Use `Assert` for both the merge chain (`#[ktstr_test]` attributes,
`Scheduler.assert`, `execute_steps_with`) and direct report checking.

## Constants

- `Assert::NONE` -- all checks disabled, all overrides `None`.
- `Assert::default_checks()` -- `not_starved` enabled, monitor
  thresholds populated from `MonitorThresholds::DEFAULT`.

## AssertResult

`AssertResult` carries pass/fail status, diagnostic messages, and
aggregated statistics from a scenario run.

### Construction

- `AssertResult::pass()` -- creates a passing result with empty
  details and default stats.
- `AssertResult::skip(reason)` -- creates a passing result with a
  skip reason in `details`. Used when a scenario cannot run under the
  current topology or flag combination but is not a failure.

### Fields

- `passed: bool` -- whether all checks passed.
- `details: Vec<String>` -- human-readable diagnostic messages
  (failure reasons, warnings, skip reasons).
- `stats: ScenarioStats` -- aggregated worker telemetry across all
  cgroups (spread, gaps, migrations, wake latency, iterations).

### Merging

`result.merge(other)` combines two results.
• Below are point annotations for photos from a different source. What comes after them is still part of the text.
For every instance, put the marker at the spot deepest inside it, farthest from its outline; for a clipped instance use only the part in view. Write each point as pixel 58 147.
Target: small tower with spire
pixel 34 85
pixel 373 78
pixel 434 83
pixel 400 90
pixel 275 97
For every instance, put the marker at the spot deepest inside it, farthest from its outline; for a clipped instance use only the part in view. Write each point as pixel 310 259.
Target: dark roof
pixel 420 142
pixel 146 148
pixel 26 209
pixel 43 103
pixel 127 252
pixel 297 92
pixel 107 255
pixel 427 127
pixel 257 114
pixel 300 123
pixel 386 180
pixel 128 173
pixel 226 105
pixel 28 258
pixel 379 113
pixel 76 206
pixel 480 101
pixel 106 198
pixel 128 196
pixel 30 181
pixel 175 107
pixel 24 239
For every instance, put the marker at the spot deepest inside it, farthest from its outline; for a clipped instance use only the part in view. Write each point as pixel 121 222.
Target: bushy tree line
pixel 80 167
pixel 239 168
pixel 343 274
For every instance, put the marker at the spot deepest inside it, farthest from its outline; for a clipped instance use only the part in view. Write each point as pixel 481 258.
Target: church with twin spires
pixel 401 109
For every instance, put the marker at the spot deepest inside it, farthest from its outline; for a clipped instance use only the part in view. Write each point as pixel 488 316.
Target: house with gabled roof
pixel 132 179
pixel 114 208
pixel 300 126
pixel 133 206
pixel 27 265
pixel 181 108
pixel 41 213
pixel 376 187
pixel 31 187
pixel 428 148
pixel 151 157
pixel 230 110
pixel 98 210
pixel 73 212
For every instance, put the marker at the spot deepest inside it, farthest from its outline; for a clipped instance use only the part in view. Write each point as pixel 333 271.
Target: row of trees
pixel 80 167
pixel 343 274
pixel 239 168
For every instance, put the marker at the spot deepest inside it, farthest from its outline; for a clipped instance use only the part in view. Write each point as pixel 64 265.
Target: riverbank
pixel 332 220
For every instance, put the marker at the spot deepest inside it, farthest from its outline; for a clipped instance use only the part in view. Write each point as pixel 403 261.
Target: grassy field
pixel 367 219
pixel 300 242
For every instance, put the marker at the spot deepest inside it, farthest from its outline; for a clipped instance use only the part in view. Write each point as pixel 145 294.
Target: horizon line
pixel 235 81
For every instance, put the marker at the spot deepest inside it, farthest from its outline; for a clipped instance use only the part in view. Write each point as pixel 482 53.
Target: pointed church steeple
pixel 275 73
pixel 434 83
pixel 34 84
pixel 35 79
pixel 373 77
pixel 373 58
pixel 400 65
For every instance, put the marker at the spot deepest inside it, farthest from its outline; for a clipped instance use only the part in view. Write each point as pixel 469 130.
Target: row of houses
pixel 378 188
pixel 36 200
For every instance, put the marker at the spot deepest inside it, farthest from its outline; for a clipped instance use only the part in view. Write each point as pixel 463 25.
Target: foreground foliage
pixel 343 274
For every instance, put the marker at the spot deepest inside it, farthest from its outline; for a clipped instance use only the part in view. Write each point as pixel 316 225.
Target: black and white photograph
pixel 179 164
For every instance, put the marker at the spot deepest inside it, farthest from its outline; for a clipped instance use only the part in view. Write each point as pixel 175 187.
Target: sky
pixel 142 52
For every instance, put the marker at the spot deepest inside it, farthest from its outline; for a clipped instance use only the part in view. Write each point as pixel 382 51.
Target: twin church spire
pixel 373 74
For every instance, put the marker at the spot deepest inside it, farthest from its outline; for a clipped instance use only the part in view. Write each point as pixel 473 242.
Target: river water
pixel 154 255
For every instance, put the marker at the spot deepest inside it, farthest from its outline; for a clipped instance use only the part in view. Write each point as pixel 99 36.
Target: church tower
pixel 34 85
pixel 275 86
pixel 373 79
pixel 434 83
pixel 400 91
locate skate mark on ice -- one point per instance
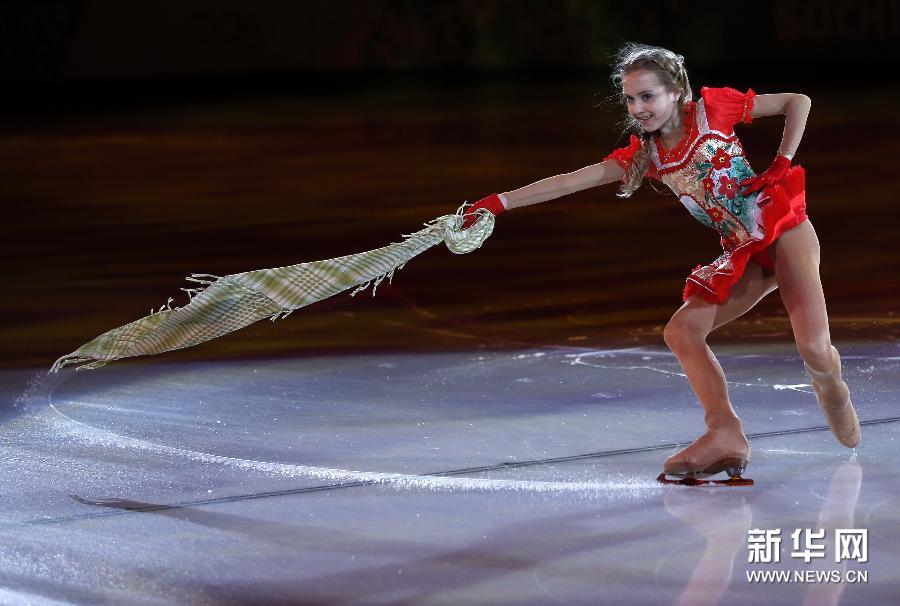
(436, 481)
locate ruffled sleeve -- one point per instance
(726, 107)
(624, 155)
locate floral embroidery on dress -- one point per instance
(707, 181)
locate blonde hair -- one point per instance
(669, 69)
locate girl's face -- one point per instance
(648, 101)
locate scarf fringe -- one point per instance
(158, 332)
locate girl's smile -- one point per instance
(650, 103)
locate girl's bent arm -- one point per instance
(557, 186)
(795, 109)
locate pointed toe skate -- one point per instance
(833, 396)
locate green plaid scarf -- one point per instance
(224, 304)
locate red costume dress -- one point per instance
(705, 170)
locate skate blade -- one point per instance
(732, 466)
(689, 481)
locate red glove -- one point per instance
(492, 203)
(772, 175)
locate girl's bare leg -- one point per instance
(686, 334)
(797, 271)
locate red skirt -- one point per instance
(783, 207)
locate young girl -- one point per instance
(767, 240)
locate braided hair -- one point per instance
(669, 68)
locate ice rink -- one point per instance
(515, 477)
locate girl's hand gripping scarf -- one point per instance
(224, 304)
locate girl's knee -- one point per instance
(817, 354)
(680, 334)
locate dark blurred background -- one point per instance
(140, 142)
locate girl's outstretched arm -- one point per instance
(557, 186)
(795, 108)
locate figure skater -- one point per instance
(767, 240)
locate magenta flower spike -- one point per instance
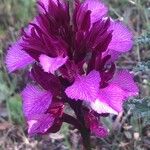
(72, 60)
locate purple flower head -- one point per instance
(72, 57)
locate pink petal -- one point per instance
(99, 130)
(39, 124)
(85, 87)
(35, 100)
(110, 100)
(98, 9)
(17, 58)
(125, 81)
(122, 38)
(50, 65)
(47, 3)
(114, 55)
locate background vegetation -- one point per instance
(130, 131)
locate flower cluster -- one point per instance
(72, 60)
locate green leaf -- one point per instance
(14, 107)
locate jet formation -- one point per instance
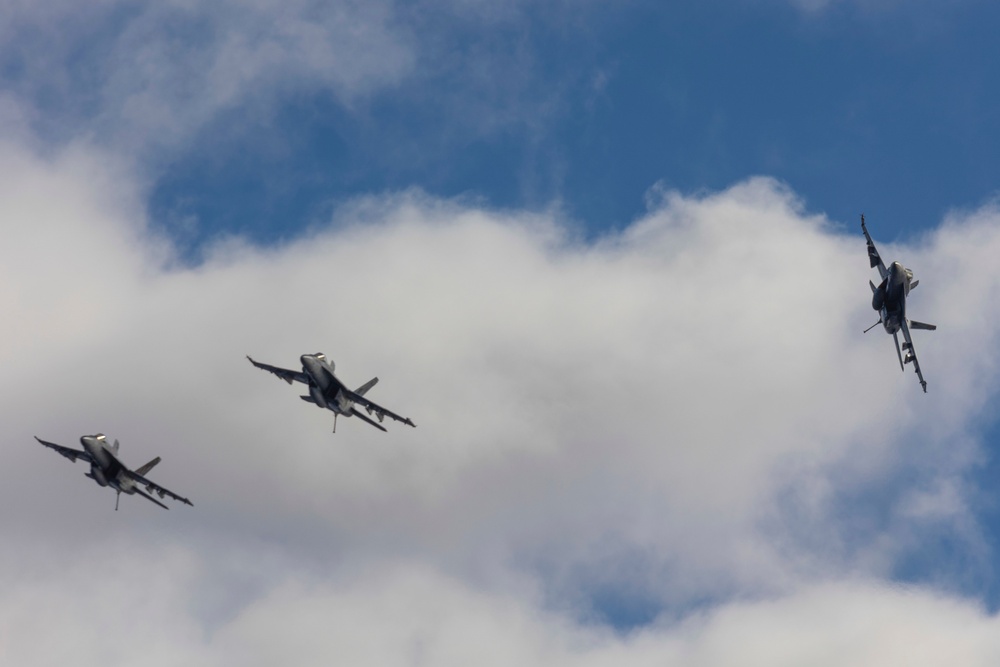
(107, 469)
(327, 391)
(889, 300)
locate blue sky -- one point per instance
(606, 255)
(886, 110)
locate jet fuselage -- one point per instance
(889, 298)
(106, 468)
(325, 389)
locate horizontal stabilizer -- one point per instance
(363, 389)
(150, 498)
(362, 417)
(142, 470)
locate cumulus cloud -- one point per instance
(682, 415)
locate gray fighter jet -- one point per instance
(889, 299)
(326, 391)
(107, 470)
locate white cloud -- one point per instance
(675, 412)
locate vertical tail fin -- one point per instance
(143, 469)
(363, 389)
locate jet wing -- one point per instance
(873, 256)
(285, 374)
(71, 454)
(380, 412)
(911, 355)
(153, 487)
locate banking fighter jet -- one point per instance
(889, 299)
(327, 391)
(107, 469)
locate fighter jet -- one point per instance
(107, 470)
(889, 299)
(326, 391)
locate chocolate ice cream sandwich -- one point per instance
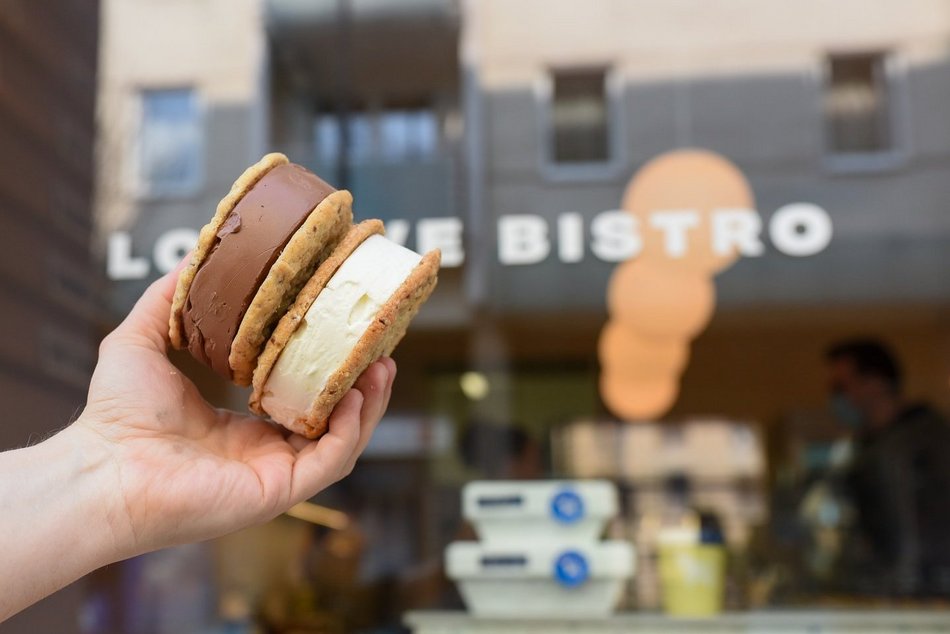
(269, 234)
(284, 292)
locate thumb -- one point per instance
(148, 320)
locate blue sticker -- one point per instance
(567, 507)
(571, 569)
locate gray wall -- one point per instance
(892, 229)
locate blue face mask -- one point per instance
(845, 411)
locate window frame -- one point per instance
(593, 171)
(140, 187)
(895, 74)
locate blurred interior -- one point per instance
(446, 118)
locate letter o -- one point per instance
(800, 229)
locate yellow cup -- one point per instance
(692, 578)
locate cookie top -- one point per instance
(287, 325)
(310, 245)
(381, 337)
(208, 238)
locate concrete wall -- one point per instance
(742, 78)
(219, 48)
(49, 288)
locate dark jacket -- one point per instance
(900, 484)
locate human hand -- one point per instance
(183, 471)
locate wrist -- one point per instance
(94, 480)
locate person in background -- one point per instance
(501, 452)
(899, 474)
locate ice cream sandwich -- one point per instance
(355, 309)
(282, 290)
(278, 222)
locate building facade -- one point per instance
(50, 288)
(514, 136)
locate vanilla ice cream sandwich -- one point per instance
(355, 309)
(266, 239)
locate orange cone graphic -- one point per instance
(661, 300)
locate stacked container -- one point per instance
(540, 553)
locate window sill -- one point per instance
(582, 172)
(157, 194)
(869, 163)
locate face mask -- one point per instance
(845, 411)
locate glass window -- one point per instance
(579, 117)
(388, 136)
(857, 105)
(170, 142)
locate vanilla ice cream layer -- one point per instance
(333, 325)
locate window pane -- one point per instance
(327, 139)
(579, 117)
(857, 105)
(170, 144)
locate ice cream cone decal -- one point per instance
(659, 301)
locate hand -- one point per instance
(183, 471)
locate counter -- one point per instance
(785, 622)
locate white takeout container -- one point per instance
(543, 509)
(540, 579)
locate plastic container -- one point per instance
(692, 574)
(550, 509)
(540, 579)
If `other.passed` is
false, the merged result is also false. Details and stats are
accumulated:

```rust,ignore
let mut combined = AssertResult::pass();
combined.merge(cgroup_0_result);
combined.merge(cgroup_1_result);
// combined.passed is false if either cgroup failed
// combined.details contains messages from both
```

Stats merging takes worst values across cgroups for spread, gap, wake
latency, and migration ratio. Counters (workers, cpus, migrations,
iterations) are summed.

For examples of overriding thresholds at the scheduler and per-test
level, see [Customize Verification](../recipes/custom-verification.md).